AI Is Not Just Digital. Utah’s Stratos Fight Shows Its Physical Cost
A proposed $100 billion AI data center in Utah has triggered backlash over water, power, local control, and the environmental footprint of the AI boom.
A proposed $100 billion AI data center in Utah has triggered backlash over water, power, local control, and the environmental footprint of the AI boom.
A massive AI infrastructure project approved in northwest Utah is becoming one of the clearest examples yet of the growing tension between technological expansion and environmental limits.
Last week, county commissioners approved plans for “Stratos,” a proposed $100 billion AI and data infrastructure development expected to span roughly 40,000 acres in Box Elder County near the Great Salt Lake basin.
Supporters describe the project as a transformative investment in America’s technological future — one tied to artificial intelligence, cloud computing, energy production, and potentially defense-related infrastructure. Critics see something very different: a warning sign of what the AI boom could demand from local communities, power grids, water systems, and fragile ecosystems.
The scale alone has drawn national attention.
According to reports, the project could eventually require up to 9 gigawatts of power — more electricity than the entire state of Utah currently consumes.
Developers insist much of that power would be generated onsite or separately sourced, while opponents argue that energy infrastructure at this scale inevitably affects surrounding regions through transmission, emissions, pricing, and long-term resource planning.
Kevin O’Leary, one of the project’s most visible backers, has promoted Stratos as a major economic opportunity, claiming it could create 10,000 construction jobs and 2,000 permanent positions.
Other estimates are more restrained. Business Insider reported projections closer to 4,000 construction jobs spread over a decade or more and approximately 1,350 permanent jobs once operational.
For many local residents, however, the debate extends far beyond employment numbers.
Nearly 4,000 complaints and objections were reportedly submitted ahead of approval. Environmental groups, residents, and local activists have raised concerns about water usage, rising energy demand, air quality, heat generation, tax incentives, and the long-term impact on the Great Salt Lake ecosystem — an already vulnerable environmental system that scientists have warned is under severe pressure from drought, climate change, and overuse.
Water remains one of the least resolved questions surrounding the project.
Modern AI infrastructure requires enormous amounts of cooling capacity, and large data centers around the world are increasingly facing scrutiny over water consumption. Utah officials have stated that additional environmental planning and water assessments will still be required, while critics argue the approval process moved faster than public understanding of the project itself.
The controversy also highlights a broader political question increasingly emerging across the United States: who gets to decide where AI infrastructure is built?
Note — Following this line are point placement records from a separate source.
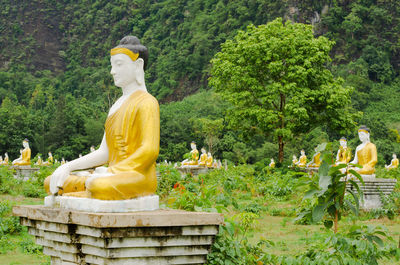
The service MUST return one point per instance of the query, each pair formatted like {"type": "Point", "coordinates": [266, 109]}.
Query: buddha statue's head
{"type": "Point", "coordinates": [193, 145]}
{"type": "Point", "coordinates": [25, 143]}
{"type": "Point", "coordinates": [363, 134]}
{"type": "Point", "coordinates": [128, 62]}
{"type": "Point", "coordinates": [343, 142]}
The project moved forward with support from Utah’s Military Installation Development Authority (MIDA), an entity originally created to support military and defense-related development. That has raised concerns among some residents who believe strategic or “national competitiveness” framing can reduce local influence over projects with long-term environmental consequences.
At the same time, many questions remain unanswered about the ultimate scale and purpose of infrastructure projects of this magnitude.
While companies describe these facilities as necessary for AI innovation, cloud computing, and future economic growth, the public often receives relatively little clarity about what systems these enormous computing hubs will ultimately support, how rapidly they may expand, or what safeguards will govern their use.
That uncertainty is increasingly colliding with broader public concerns surrounding artificial intelligence itself.
As governments and private companies expand the use of predictive systems, mass data processing, facial recognition, behavioral analysis, and surveillance technologies, critics argue that the physical buildout of AI infrastructure deserves far greater public scrutiny than it currently receives.
Companies such as Palantir and others operating in the defense, intelligence, and data analysis sectors have become symbols — for supporters and critics alike — of the growing intersection between AI, national security, private technology firms, and large-scale data collection.
None of this means projects like Stratos are inherently malicious. But it does raise an increasingly important democratic question:
How much infrastructure is being built before societies have fully decided how these technologies should be governed?
And that may ultimately be why the Stratos debate matters far beyond Utah.
Artificial intelligence is often discussed as something abstract — software, algorithms, digital transformation, productivity, innovation.
But AI is also physical infrastructure.
It requires land.
It requires electricity.
It requires water.
It requires cooling systems, roads, substations, industrial materials, and massive investment.
As governments and corporations race to build the infrastructure behind AI systems, communities around the world are beginning to ask the same question now being debated in Utah:
Who benefits from the AI boom — and who absorbs its costs?
The answer may shape not only the future of artificial intelligence, but the future relationship between technology, public trust, environmental sustainability — and democratic oversight itself.